After the night of his birthday, Jep undergoes something of a vision quest--though it's really more of a visual rumination on his time in Rome, and what's it's all amounted to. The only novel he ever wrote, The Human Apparatus, came out decades ago when he was in his late twenties. Since then, Jep has relied on writing robust cultural articles for a magazine run by a female dwarf named Dadina (Giovanna Vignola). It is through this means that he has been able to cultivate his lifestyle as the king of making any party a success or failure. Throughout the course of the film, a number of people ask him why he never wrote another novel after his first masterpiece (he didn't even bother Salingering it with a few short story collections here and there). To one person--a Mother Theresa-like saint named Santa Maria--he explains, "I was looking for the great beauty, but I never found it."
The great beauty he once found to inspire him was his first love, Elisa, who broke up with him in September of 1970. He is reminded of this time period after Elisa's husband finds him in the wake of her death to tell Jep that she never stopped loving him and wrote just that in a secret diary he discovered. This revelation prompts Jep to reflect intensely, even revisiting an old friend who owns a strip club to catch up and talk about old times. It is there that he encounters the owner's 42-year-old daughter, Ramona (Sabrina Ferilli), who he finds attractive on a cerebral level after she says, "Maybe beautiful things aren't for me." Although he does like her (as much as a jaded sixty-five year old man can like a woman), he is, at the same time, distracting himself from his own boredom.
Ramona's spending habits are apparently what force her to continue stripping, even though she won't tell anyone where all her money goes.

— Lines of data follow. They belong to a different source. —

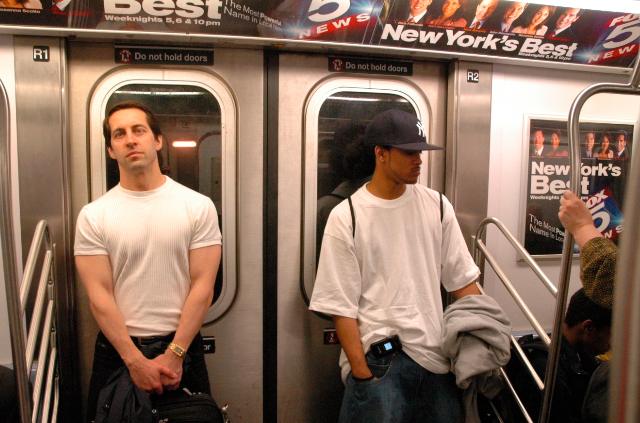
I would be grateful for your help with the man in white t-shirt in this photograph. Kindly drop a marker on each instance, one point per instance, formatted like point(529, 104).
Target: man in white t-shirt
point(147, 252)
point(379, 276)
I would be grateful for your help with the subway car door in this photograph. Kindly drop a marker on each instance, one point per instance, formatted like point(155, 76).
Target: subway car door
point(313, 104)
point(212, 120)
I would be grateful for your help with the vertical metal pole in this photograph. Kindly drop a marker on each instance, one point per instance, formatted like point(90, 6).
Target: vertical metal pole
point(16, 327)
point(567, 247)
point(624, 379)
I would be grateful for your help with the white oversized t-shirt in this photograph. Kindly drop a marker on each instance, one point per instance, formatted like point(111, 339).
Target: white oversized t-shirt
point(388, 276)
point(147, 236)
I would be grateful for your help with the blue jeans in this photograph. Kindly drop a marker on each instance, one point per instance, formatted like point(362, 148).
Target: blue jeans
point(401, 392)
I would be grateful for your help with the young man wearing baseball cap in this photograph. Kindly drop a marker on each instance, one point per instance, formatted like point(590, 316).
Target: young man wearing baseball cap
point(379, 275)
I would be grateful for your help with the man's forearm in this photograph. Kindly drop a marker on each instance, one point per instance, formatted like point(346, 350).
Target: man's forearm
point(349, 336)
point(111, 322)
point(193, 312)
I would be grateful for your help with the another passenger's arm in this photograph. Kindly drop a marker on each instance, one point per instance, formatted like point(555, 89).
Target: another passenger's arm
point(576, 218)
point(471, 289)
point(96, 276)
point(349, 336)
point(203, 266)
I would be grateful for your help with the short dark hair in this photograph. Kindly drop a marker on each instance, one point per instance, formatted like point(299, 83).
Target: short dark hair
point(152, 121)
point(582, 308)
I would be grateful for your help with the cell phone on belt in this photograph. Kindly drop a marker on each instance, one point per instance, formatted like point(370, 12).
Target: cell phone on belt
point(386, 346)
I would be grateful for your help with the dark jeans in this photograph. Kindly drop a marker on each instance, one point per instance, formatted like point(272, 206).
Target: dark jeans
point(106, 360)
point(401, 392)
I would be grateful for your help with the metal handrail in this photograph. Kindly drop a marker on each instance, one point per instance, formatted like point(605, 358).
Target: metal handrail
point(34, 406)
point(524, 254)
point(573, 126)
point(480, 254)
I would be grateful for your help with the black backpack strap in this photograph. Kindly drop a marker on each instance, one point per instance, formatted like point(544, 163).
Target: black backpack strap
point(353, 217)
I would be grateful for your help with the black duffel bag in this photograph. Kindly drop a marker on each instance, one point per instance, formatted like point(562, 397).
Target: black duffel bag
point(182, 406)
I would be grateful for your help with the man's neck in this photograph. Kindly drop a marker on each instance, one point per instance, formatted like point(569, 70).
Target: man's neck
point(143, 181)
point(384, 188)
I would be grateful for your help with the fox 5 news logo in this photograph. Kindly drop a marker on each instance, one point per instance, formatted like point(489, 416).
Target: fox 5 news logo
point(621, 40)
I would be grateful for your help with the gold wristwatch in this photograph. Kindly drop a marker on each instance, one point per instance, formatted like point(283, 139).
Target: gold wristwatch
point(176, 349)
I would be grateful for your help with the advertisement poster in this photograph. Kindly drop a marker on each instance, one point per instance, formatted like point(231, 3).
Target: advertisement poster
point(485, 27)
point(605, 153)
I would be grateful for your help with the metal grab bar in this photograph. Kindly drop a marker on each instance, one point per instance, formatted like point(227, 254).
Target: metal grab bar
point(34, 408)
point(482, 229)
point(573, 126)
point(480, 254)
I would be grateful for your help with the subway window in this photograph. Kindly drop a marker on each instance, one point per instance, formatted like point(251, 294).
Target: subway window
point(344, 163)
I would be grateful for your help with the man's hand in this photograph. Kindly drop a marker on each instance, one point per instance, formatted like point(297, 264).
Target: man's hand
point(576, 218)
point(174, 363)
point(149, 375)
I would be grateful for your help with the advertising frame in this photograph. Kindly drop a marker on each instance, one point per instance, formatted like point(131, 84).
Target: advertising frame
point(602, 181)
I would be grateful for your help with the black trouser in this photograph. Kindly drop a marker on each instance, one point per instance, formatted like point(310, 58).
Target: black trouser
point(106, 360)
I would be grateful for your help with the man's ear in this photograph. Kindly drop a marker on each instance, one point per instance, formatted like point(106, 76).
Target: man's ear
point(159, 142)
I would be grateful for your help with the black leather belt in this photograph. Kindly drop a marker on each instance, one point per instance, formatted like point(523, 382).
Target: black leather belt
point(148, 340)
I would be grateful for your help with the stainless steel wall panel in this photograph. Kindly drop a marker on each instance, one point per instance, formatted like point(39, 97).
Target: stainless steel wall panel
point(468, 143)
point(42, 167)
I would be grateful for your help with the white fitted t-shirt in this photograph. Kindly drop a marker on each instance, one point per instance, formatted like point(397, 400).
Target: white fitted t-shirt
point(388, 276)
point(147, 236)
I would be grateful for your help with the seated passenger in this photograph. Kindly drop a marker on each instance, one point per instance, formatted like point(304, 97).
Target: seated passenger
point(586, 332)
point(597, 272)
point(597, 254)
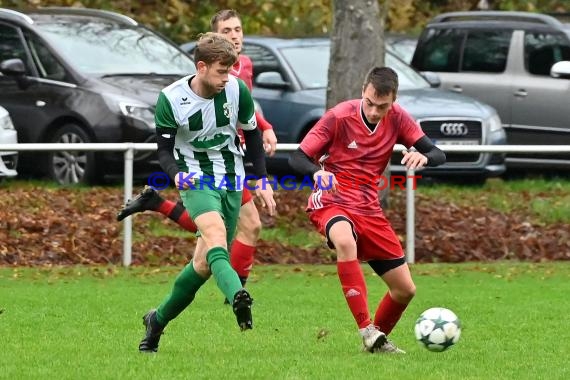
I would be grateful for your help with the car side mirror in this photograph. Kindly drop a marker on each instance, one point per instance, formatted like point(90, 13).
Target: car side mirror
point(432, 78)
point(271, 79)
point(560, 70)
point(16, 69)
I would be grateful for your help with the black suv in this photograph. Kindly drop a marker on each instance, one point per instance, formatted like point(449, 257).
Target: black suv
point(72, 75)
point(517, 62)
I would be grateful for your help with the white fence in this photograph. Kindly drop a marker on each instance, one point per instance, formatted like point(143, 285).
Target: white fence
point(130, 148)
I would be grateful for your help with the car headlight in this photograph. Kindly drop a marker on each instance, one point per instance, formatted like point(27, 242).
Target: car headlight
point(6, 123)
point(495, 123)
point(138, 111)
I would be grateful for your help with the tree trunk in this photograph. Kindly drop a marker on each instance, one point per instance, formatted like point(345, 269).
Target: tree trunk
point(357, 45)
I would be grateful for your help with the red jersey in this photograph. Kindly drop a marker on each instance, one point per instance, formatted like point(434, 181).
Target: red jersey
point(344, 146)
point(243, 69)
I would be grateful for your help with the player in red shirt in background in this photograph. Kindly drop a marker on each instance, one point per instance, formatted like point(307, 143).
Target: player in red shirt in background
point(227, 22)
point(355, 139)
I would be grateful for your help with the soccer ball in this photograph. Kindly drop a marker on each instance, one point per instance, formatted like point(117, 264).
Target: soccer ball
point(437, 329)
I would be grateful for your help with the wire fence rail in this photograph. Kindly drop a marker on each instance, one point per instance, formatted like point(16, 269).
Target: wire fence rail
point(129, 150)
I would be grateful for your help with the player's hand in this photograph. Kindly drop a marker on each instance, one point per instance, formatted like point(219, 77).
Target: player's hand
point(413, 159)
point(264, 191)
point(183, 181)
point(326, 181)
point(269, 142)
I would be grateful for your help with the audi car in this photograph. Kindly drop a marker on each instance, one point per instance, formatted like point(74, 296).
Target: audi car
point(290, 80)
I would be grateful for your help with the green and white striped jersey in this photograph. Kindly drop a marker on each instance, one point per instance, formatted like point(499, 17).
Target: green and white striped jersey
point(206, 140)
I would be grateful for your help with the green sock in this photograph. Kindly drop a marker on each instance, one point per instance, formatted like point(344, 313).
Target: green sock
point(226, 277)
point(185, 287)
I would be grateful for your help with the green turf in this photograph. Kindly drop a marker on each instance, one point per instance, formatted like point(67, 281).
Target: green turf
point(85, 323)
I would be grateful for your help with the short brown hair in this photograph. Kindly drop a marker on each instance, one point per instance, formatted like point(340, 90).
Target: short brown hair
point(383, 79)
point(215, 47)
point(223, 15)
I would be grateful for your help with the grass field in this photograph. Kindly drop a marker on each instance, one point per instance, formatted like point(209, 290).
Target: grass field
point(85, 323)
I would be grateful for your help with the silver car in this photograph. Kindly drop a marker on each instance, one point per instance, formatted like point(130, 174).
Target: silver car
point(518, 62)
point(290, 84)
point(8, 135)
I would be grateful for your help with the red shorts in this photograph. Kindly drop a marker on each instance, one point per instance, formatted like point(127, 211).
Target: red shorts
point(375, 238)
point(245, 196)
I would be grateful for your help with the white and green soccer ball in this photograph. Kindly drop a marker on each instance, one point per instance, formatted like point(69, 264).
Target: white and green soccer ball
point(437, 329)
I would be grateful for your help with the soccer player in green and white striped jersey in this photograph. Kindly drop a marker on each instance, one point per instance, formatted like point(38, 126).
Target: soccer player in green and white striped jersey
point(196, 124)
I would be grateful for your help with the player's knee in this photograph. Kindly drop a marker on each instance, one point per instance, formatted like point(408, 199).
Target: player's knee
point(404, 294)
point(250, 223)
point(201, 265)
point(345, 248)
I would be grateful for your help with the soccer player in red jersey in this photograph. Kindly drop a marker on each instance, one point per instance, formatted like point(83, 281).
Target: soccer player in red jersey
point(355, 139)
point(227, 22)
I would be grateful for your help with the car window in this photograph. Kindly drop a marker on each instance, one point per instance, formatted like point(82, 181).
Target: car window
point(262, 58)
point(542, 50)
point(439, 50)
point(304, 62)
point(102, 48)
point(486, 51)
point(11, 45)
point(47, 65)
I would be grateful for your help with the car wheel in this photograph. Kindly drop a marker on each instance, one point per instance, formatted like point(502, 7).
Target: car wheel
point(72, 167)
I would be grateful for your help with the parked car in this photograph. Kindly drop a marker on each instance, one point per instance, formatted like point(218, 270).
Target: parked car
point(518, 62)
point(290, 79)
point(73, 75)
point(401, 45)
point(8, 135)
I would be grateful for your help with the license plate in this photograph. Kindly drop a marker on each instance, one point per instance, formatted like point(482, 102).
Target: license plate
point(456, 142)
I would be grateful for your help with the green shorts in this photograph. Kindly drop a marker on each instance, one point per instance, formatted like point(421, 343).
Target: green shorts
point(226, 203)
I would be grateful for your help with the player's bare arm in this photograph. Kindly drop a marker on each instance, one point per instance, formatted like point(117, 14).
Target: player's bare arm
point(254, 145)
point(426, 154)
point(269, 142)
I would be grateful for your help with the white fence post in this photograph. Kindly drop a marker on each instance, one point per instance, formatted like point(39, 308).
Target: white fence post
point(410, 216)
point(128, 221)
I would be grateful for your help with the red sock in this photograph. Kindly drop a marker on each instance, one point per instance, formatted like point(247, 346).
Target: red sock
point(241, 258)
point(354, 289)
point(176, 212)
point(388, 313)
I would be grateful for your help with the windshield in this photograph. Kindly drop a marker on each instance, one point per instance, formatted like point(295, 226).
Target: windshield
point(310, 65)
point(101, 48)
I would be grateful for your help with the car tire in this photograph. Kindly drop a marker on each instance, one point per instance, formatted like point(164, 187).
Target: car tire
point(73, 167)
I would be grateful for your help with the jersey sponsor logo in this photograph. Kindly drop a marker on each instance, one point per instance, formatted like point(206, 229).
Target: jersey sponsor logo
point(352, 293)
point(228, 109)
point(185, 102)
point(352, 145)
point(219, 139)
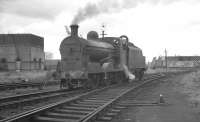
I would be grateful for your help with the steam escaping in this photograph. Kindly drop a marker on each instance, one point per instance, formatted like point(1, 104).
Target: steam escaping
point(128, 73)
point(76, 74)
point(67, 30)
point(110, 6)
point(105, 65)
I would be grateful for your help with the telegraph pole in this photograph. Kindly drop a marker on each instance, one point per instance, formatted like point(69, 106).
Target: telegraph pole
point(103, 31)
point(166, 59)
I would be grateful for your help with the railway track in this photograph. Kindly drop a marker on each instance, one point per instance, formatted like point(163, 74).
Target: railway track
point(5, 86)
point(37, 96)
point(84, 107)
point(33, 97)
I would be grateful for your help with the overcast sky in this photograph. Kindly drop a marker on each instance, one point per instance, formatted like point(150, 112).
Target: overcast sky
point(152, 25)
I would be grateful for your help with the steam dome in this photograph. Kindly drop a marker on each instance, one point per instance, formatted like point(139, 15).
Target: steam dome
point(92, 35)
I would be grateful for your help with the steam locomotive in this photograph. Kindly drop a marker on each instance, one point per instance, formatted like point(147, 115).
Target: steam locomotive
point(100, 61)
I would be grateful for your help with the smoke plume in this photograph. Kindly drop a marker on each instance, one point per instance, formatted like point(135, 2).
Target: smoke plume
point(110, 6)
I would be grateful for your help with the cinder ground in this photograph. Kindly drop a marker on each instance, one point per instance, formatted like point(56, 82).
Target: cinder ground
point(182, 93)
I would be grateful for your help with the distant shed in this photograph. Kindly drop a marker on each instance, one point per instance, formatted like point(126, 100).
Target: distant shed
point(21, 52)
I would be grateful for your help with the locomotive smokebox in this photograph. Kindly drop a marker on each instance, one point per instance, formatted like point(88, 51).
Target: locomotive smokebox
point(74, 30)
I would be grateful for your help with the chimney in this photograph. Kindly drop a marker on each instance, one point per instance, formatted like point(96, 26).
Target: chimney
point(74, 30)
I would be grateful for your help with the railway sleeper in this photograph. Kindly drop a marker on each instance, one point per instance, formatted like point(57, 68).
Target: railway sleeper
point(77, 108)
point(78, 112)
point(63, 115)
point(50, 119)
point(83, 105)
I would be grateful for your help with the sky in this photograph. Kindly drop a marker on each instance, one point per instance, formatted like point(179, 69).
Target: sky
point(152, 25)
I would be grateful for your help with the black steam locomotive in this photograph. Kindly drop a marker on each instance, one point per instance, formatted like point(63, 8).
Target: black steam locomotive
point(100, 61)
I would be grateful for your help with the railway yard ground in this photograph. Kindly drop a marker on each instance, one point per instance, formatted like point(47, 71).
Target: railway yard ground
point(180, 90)
point(181, 94)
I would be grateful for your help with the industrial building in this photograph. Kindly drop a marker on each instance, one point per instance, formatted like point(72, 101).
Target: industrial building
point(176, 62)
point(21, 52)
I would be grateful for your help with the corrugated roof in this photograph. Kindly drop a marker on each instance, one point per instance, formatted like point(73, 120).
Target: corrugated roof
point(24, 39)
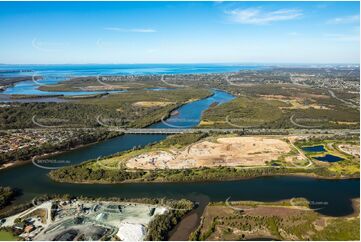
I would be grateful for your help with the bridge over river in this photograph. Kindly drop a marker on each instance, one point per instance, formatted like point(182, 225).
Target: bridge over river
point(244, 131)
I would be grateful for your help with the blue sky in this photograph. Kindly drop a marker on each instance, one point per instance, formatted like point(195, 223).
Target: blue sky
point(179, 32)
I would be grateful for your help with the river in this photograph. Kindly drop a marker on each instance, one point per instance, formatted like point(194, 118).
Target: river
point(334, 195)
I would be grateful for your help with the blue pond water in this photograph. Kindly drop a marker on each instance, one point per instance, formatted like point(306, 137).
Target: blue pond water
point(316, 148)
point(329, 158)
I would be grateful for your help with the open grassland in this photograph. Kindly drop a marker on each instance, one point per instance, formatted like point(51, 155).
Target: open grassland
point(284, 220)
point(349, 166)
point(121, 110)
point(196, 157)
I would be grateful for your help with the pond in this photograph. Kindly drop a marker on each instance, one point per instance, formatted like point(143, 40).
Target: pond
point(328, 158)
point(316, 148)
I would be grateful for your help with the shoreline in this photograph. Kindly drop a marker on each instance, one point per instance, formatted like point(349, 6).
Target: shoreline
point(14, 164)
point(301, 175)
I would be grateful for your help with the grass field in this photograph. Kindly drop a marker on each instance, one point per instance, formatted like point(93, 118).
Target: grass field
point(273, 221)
point(282, 106)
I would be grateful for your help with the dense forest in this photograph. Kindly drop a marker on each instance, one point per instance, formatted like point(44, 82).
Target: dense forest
point(6, 195)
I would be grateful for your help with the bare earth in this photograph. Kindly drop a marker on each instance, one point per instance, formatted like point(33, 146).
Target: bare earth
point(231, 151)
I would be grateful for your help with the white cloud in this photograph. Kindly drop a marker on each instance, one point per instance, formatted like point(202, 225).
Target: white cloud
point(345, 20)
point(257, 16)
point(145, 30)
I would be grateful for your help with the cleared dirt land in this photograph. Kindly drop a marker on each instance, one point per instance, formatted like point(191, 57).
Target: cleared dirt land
point(228, 151)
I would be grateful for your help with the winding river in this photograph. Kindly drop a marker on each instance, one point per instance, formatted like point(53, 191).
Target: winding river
point(334, 195)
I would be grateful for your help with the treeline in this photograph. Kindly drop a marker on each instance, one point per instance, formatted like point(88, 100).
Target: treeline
point(113, 110)
point(85, 173)
point(6, 195)
point(82, 137)
point(160, 226)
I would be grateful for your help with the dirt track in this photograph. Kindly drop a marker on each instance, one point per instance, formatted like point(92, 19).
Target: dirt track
point(231, 151)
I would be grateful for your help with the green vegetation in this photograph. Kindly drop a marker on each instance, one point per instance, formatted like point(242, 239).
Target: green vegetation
point(7, 235)
point(160, 226)
point(278, 219)
point(340, 229)
point(6, 195)
point(272, 106)
point(81, 137)
point(243, 112)
point(349, 166)
point(113, 110)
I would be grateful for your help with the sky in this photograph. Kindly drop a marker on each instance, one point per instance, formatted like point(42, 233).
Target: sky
point(179, 32)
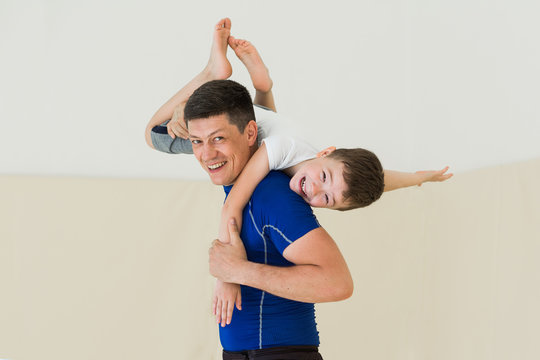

She ultimately confesses to Jep that she puts it all toward "curing [her]self." The many layers of this statement is indicative of Rome itself: Youth- and diversion-obsessed, two fixations that can prove to be rather expensive. Later in the narrative, Santa Maria appears to put the exorbitant lifestyle of Jep and his inner circle to shame as she asserts, "I took a vow of poverty. That means I must live it. Not talk about it."
And this "living" as opposed to "talking" is one of the sources of Jep's issues with returning to writing--he is far too busy with frivolity to concern himself with real action. There is also the film's opening quote to take into account, extracted from Louis-Ferdinand Céline's Journey to the End of Night, which states, "To travel is very useful, it makes the imagination work, the rest is just delusion and pain." Jep's attachment to Rome, his seeming inability to leave it is a part of what has made him static, a caricature of the party scene. Nonetheless, it is often the case that our bane is our inspiration. In a way, we're all writing the unwritten novel of our lives, whether we're actively contriving the direction or not. It is as Jep says: "Beyond there is what lies beyond. And I don't deal with what lies beyond. Therefore, let this novel begin."